'TV Junkie' Used as Classroom Anti-Drug Tool
Rick Kirkham -- a booze, crack and pill addict -- turns the camera on himself.
Feb. 22, 2008 — -- The movie camera was Rick Kirkham's best friend.
For 30 years, he turned the lens on himself, fooling around with family, trying marijuana as a teen and ultimately smoking crack cocaine.
He even had the camera rolling when he sped down the road high on booze and pills, intent on killing himself.
Through much of that time, Kirkham was a successful correspondent for television's "Inside Edition," covering crime and celebrity gossip.
A gift for his 14th birthday, the camera captured a video diary of Kirkham's life, as he talked intimately about his addiction, his guilt and the love of his two boys, which would ultimately save him from self-destruction.
That raw footage — nearly 3,200 hours in all — became an award-winning documentary called "TV Junkie" and is now part of an educational curriculum that gives teens a first-person account of the seduction of fame and the heartbreak of substance abuse.
From a spot as a dancer on Dick Clark's "American Bandstand" at 16 to his rise as a hot-shot crime reporter in Las Vegas, Kirkham, 49, saw his celebrity and income rise as fast as his insatiable appetite for drugs.
"I was secretly developing a death wish and taking more and more risks," Kirkham told ABCNEWS.com. "It was kind of a joke with one of my producers that I would go out in a blaze of glory and the world would see it."
As he traveled the world doing daredevil stunts — being shot from a cannon and nearly dying in a "total body burn" for the show "Inside Adventures" — the gregarious and handsome reporter could do no wrong.
That is, until Kirkham lost his job, his family and nearly his life, as he attempted suicide with 100 pills and two beers — camera rolling — until he passed out and rolled his Jeep.
When he awoke, Kirkham was staring at a photo of his two young boys, and he pledged to clean up his life.
In 1999, after hitting rock bottom, Kirkham handed over 46 boxes of film and 3,200 videotapes to Dallas director Michael Cain, who transformed the raw and disorganized footage into a documentary tour de force. "TV Junkie" won the special jury prize at the 2006 Sundance Film Festival.
"I had never seen anything like it, especially the scene where he lights up and smokes crack and questions why he is doing this," Cain told ABCNEWS.com. "He has a great job, wife and kids.

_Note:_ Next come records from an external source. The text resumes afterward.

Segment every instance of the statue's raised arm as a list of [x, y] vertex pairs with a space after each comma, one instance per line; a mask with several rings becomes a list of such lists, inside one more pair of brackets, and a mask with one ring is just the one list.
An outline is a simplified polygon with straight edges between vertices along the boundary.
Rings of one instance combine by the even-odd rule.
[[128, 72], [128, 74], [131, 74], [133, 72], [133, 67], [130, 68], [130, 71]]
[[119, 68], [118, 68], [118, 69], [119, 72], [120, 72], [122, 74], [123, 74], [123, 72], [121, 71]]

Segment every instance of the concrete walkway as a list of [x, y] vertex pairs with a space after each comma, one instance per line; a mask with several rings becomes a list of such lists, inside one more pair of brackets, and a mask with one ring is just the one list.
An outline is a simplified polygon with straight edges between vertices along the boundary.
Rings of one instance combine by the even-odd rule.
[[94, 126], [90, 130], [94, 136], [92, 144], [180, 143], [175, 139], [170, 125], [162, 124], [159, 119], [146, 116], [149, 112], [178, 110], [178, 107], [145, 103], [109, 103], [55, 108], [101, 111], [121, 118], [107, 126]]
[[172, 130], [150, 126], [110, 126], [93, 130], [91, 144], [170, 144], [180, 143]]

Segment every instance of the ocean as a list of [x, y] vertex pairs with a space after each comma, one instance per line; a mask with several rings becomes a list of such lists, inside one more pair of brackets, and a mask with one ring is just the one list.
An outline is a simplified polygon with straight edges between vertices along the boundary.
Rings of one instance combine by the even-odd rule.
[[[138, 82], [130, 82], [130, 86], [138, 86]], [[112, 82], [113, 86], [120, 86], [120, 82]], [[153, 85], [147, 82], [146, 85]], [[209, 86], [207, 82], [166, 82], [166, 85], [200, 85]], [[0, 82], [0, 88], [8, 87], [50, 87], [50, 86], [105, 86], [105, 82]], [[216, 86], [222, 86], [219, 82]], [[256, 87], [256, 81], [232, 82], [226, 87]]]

But still, it does not stop him. His eyes literally roll back in his head, and he exhales and says what it feels like."
The educational version — "TV Junkie: Faces of Addiction" — was produced with co-editor Matt Radecki; Scope Seven, the team that created the "Supersize Me" educationally enhanced DVD; and the educational company McREL.
The documentary aired last year as part of an HBO series on addiction. The DVD includes related lesson plans, classroom activities and student handouts. The film has on-screen flash facts related to the content.
Recently launched in classrooms, it has been favorably received by educators and police.
"It was like watching a car wreck," wrote Lisa Dianne Binkley of the Tennessee Military Police. "You didn't want to watch, but you couldn't make yourself walk away. … Thank you for creating such a raw, but necessary piece of art."
Drug educators are critical of D.A.R.E. programs in the 1980s and 1990s that provided only information and scare tactics and did little to integrate social, academic and personal competency skills that would steer young people away from drugs.
In 2006, 9.8 percent of youths aged 12 to 17 were illicit drug users, according to the National Institute on Drug Abuse. Marijuana is on the decline, but prescription drug abuse remains high. Alcohol consumption hovers at "worrisome levels," and attitudes toward ecstasy and LSD are also "softening."
"Kids have magical thinking," said Elizabeth Robertson, chief of prevention research at NIDA. "If you give an exaggerated message, kids can see through it. They have friends using drugs. They can read and they discount it completely."
Kirkham's story is powerful because it's real, said Cain. "Everyone wants to be someone, to be on TV, to be a star and have their 15 minutes. But that can be taken from us. It's the choices we make."
The project took six years and faced financial hurdles. Cain had just invested all his money in the treatment of his father's pancreatic cancer, establishing the Deep Ellum production company to raise money for research.
"We were two broke people with this piece of gold," said Cain, who couldn't even start editing because he didn't have enough money to make copies of the footage. Kirkham had never even viewed the tapes.
The footage included the birth of Kirkham's children, traumatic fights with his wife and scenes of Kirkham getting high as his life descended into chaos.